Scenario # 2: Family get-together (Attendees being Elderly folks, middle aged men and women, kids in their teens and 20s)
A lady hosting the party is wearing a pink colored sari and a 20 year old girl wearing a dress in a similar shade pink. Another lady, who happens to be the Mother-in-law of the hostess and grandmother of the 20 year old girl comments on the sari and dress. ‘Oh! That pink color; in our days we called it ….. Pink. It is not our type!!‘ targeting the daughter-in-law’s saree. ‘Ah! My granddaughter is looking so pretty in that pink ghagra. She bought it from a designer boutique!!‘
Scenario # 3: Getting ready for an Important Festival
A daughter is talking to her sister-in-law (SIL) about festival preparations. She is advising her SIL to keep her Mother’s involvement in festival preparation to a minimum as she is getting old. That same lady when discussing about preparations at her place, she says, ‘Oh, my in-laws are visiting us for the festival; I will leave all the pooja related work to my Mother-in-law; I will take care of the rest‘. Her Mother-in-law is older than her Mother.
In all the above cases, situation was the same, people involved were also in similar circumstances, the only difference being the type of the relationship they shared with each other.
In the first case, both the daughter and daughter-in-law are in similar situation. Both are working, both have families to juggle, kids to care for. But, the elderly lady wore the ‘Mother’ and ‘ Mother-in-law’ glasses while passing her judgment.
In the second case, apparel color remained the same. Reaction was based on Mother-in-law and Grandmother relationship.
In the third one, a daughter viewed ‘the elderly lady helping out in festival prep‘ in two different lights, it was perfectly fine and expected when it was her Mother-in-law helping her out, but burdensome if her Mother helped her Sister-in-law.

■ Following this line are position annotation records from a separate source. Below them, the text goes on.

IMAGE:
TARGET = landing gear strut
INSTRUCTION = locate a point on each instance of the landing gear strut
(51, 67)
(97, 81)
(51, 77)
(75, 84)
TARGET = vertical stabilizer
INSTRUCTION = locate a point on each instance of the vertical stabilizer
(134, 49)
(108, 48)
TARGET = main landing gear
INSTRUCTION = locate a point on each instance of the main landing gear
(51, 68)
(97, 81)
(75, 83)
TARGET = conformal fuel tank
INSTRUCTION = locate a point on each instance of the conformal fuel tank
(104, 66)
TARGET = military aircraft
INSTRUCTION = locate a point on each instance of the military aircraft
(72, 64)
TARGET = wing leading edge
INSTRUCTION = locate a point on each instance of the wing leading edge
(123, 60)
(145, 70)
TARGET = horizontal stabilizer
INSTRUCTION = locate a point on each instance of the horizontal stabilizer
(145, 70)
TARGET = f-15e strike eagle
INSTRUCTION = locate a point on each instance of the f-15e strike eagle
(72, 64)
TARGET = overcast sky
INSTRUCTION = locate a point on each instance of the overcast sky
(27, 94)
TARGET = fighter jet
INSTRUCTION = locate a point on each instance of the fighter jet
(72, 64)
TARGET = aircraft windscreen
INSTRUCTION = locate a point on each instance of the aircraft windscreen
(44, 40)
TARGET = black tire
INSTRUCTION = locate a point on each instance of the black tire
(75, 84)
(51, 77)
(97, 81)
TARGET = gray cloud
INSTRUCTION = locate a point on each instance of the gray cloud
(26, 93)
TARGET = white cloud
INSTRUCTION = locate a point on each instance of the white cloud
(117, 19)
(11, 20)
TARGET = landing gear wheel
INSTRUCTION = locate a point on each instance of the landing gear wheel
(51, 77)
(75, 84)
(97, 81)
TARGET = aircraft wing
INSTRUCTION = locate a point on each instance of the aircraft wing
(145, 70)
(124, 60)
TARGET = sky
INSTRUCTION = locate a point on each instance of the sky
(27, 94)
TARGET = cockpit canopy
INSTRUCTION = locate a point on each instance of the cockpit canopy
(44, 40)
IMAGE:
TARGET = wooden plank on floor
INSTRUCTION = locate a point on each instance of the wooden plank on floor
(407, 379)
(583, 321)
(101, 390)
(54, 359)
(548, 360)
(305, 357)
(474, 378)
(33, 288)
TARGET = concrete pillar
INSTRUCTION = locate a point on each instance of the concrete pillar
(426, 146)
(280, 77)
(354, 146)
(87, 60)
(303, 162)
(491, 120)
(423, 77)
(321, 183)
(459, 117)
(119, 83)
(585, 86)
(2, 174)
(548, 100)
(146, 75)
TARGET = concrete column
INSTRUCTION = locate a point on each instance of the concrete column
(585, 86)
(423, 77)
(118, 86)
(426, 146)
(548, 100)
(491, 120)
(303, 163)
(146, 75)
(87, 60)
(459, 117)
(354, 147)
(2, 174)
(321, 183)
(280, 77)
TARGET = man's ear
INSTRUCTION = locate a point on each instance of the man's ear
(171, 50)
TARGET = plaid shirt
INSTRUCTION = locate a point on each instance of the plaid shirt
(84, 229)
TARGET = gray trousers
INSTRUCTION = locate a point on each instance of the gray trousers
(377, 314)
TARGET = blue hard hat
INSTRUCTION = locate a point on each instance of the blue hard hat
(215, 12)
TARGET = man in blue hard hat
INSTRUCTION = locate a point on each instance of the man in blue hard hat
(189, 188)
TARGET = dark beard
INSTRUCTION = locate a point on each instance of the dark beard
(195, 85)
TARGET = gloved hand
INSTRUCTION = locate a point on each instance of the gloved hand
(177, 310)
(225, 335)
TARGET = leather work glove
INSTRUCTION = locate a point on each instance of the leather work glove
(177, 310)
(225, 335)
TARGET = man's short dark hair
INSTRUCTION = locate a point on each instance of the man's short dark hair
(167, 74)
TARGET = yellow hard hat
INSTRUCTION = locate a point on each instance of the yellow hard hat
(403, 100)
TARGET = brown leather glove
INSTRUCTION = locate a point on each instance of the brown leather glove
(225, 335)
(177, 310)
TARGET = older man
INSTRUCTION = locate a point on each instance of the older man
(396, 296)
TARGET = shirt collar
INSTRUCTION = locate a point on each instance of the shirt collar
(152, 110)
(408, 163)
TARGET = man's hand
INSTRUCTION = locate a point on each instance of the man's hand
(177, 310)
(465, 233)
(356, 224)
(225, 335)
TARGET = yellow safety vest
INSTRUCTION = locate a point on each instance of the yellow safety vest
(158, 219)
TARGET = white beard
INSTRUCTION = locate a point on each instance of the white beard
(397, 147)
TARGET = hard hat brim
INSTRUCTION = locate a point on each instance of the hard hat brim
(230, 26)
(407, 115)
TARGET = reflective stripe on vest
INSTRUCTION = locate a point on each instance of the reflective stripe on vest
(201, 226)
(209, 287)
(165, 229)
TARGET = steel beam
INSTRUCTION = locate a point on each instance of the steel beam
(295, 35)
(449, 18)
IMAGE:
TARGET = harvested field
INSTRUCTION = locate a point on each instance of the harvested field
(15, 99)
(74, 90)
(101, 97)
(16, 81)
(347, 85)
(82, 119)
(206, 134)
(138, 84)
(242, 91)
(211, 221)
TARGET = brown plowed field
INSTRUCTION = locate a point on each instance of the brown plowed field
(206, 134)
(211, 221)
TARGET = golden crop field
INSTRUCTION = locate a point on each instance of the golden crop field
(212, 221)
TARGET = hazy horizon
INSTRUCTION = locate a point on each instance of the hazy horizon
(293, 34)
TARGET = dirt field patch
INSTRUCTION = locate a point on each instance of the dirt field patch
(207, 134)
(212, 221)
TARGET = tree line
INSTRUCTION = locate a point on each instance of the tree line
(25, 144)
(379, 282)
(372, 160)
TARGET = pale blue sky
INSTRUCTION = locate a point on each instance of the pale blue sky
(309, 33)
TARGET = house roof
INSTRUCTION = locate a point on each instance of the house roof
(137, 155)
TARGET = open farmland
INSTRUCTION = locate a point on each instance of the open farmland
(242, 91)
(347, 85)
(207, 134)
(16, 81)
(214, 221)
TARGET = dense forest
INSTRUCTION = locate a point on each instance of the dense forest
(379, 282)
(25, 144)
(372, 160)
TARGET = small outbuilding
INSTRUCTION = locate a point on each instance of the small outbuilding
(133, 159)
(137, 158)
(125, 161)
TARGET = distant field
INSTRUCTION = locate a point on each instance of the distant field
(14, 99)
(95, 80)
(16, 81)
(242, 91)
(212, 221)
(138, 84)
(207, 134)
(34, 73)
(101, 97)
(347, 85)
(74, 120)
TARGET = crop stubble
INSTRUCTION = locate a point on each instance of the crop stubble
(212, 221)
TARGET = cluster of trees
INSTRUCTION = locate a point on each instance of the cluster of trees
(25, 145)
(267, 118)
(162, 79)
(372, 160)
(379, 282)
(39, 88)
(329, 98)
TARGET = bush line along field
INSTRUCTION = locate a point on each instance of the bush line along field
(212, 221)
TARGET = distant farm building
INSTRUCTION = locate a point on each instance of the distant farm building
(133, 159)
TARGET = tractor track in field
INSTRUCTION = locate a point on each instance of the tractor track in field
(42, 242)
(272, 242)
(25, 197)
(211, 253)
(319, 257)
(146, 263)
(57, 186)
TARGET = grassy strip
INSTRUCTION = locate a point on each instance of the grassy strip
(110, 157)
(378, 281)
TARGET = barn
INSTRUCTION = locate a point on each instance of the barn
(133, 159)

For a moment, let us imagine these people forgot / put aside the Type of Relationship they shared and looked at the other person just as another human being. I bet you, they would have been compassionate, objective, and logical towards everyone involved.
Isn’t it better to look at a person for who he / she really is and find happiness instead of pointing out shortcomings / passing hurtful comments based on the type of relationship? We will the have more meaningful, healthier, and happier relationships.
I am sure there are plenty of people who are trying to nurture healthy bonding with others. Such efforts will be fruitful if all involved parties do his / her part.
A relationship is a two-way street; it will eventually fade out if not reciprocated. We can’t and shouldn’t take anyone for granted.